During peak periods, "many of these orders never materialize, but it's impossible to predict which ones those will be," says John Leahy, chief operating officer for customers at Airbus and its top salesman. "Most of us would have thought Swissair would have been one of the last airlines standing, but it was one of the first to go after Sept. 11."

Steven Udvar-Hazy, chairman and chief executive of aircraft-leasing giant International Lease Finance Corp., estimates over the next three to five years between 15% and 20% of the orders on the major manufacturers' books will be postponed, canceled or redistributed to other carriers as part of the normal course of the airline business.

A number of factors make assessing the situation tricky, including the credit crunch, record fuel prices and the weak dollar.

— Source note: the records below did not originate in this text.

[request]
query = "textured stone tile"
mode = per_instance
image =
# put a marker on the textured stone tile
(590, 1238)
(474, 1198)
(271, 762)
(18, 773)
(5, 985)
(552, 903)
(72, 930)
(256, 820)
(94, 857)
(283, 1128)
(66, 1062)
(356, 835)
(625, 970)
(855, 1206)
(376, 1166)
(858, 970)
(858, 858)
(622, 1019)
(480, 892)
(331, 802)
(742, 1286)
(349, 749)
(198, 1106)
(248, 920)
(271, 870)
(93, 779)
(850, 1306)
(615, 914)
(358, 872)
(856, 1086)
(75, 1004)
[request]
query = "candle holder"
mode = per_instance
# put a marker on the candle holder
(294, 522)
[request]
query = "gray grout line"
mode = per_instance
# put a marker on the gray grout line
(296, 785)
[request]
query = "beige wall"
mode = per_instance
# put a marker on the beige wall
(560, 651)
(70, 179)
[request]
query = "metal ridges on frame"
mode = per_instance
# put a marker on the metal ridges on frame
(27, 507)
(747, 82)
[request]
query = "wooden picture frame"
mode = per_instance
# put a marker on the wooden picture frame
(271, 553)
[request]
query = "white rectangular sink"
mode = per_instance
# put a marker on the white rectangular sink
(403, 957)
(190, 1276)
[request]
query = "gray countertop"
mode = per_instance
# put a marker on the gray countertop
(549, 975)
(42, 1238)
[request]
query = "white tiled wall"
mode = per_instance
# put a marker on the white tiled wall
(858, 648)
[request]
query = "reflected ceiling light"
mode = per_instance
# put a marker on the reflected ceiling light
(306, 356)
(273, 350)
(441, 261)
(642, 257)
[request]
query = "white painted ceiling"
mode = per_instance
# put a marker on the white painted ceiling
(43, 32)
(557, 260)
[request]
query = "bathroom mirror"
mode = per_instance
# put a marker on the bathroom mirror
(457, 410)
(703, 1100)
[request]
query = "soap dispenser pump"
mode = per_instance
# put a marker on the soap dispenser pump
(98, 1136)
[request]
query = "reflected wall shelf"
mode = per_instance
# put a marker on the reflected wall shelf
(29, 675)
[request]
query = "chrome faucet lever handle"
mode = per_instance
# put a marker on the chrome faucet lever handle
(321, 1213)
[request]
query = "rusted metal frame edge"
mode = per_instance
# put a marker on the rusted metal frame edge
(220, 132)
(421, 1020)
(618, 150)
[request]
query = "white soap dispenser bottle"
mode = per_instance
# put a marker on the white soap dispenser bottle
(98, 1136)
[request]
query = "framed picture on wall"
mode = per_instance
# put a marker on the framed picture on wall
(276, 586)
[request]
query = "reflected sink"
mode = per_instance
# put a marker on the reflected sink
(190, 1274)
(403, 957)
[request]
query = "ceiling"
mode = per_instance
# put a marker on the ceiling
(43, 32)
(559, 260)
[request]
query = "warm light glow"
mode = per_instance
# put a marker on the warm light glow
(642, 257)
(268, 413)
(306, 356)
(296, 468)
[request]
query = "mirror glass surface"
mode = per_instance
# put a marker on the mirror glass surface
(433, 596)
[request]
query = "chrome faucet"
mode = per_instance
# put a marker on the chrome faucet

Many of the recent orders were placed by new carriers and leasing companies that didn't exist a few years ago, or came from countries experiencing a surge in air travel, such as China and India.

So far, industry officials say they are cautiously optimistic there won't be a glut of airplanes, even if significant numbers of orders fall through in the coming years.

Due to production constraints, planes are on the order books for years before Boeing and Airbus start receiving any serious payments or begin building the first pieces. Most planes being delivered today were ordered around 2004. As a result, little would change inside Airbus and Boeing factories if most orders placed in 2007 evaporated tomorrow.

That makes airplane orders a different market barometer from housing starts, new-car sales and many other cyclical indicators. Unlike houses, airplanes almost never leave the factory without an owner waiting to take the keys and financing arranged. How Airbus and Boeing react to orders is more significant than how many planes are ordered each year, so industry officials focus on airplane deliveries.

"If the manufacturers start increasing production and building factories to meet all this speculative demand, they'll be in trouble," says Christian McCormick, chief executive of transportation finance at French bank Natixis SA, a top funder of new airplane purchases.

For now, Boeing and Airbus are increasing production gradually. Boeing last year delivered 441 planes, its highest level since 2001. Airbus will announce its 2007 deliveries Wednesday, and managers have said the figure will be around 450 planes, up from a record 434 planes in 2006.

Still, total combined production in 2007, at almost 900 planes, remained within the industry's historical trend. The previous record total of 914 deliveries was set in 1999, at the last cyclical peak.

The big question, then, is what comes next, as the two giants boost output. Boeing has said it expects to deliver around 485 planes this year. Airbus says it expects to deliver around 500 planes this year and 525 in 2009. To go much beyond that level, the manufacturers would need to start investing in new production facilities. Even if they wanted to do that, it would be difficult.

Most aviation suppliers, which make components ranging from rivets to windows, also are stretched to capacity. So the main factor preventing a glut of airplanes may ultimately be a lack of parts. If production remains fairly steady over coming years and orders trail off, Boeing and Airbus will simply have booked orders years earlier than in the past.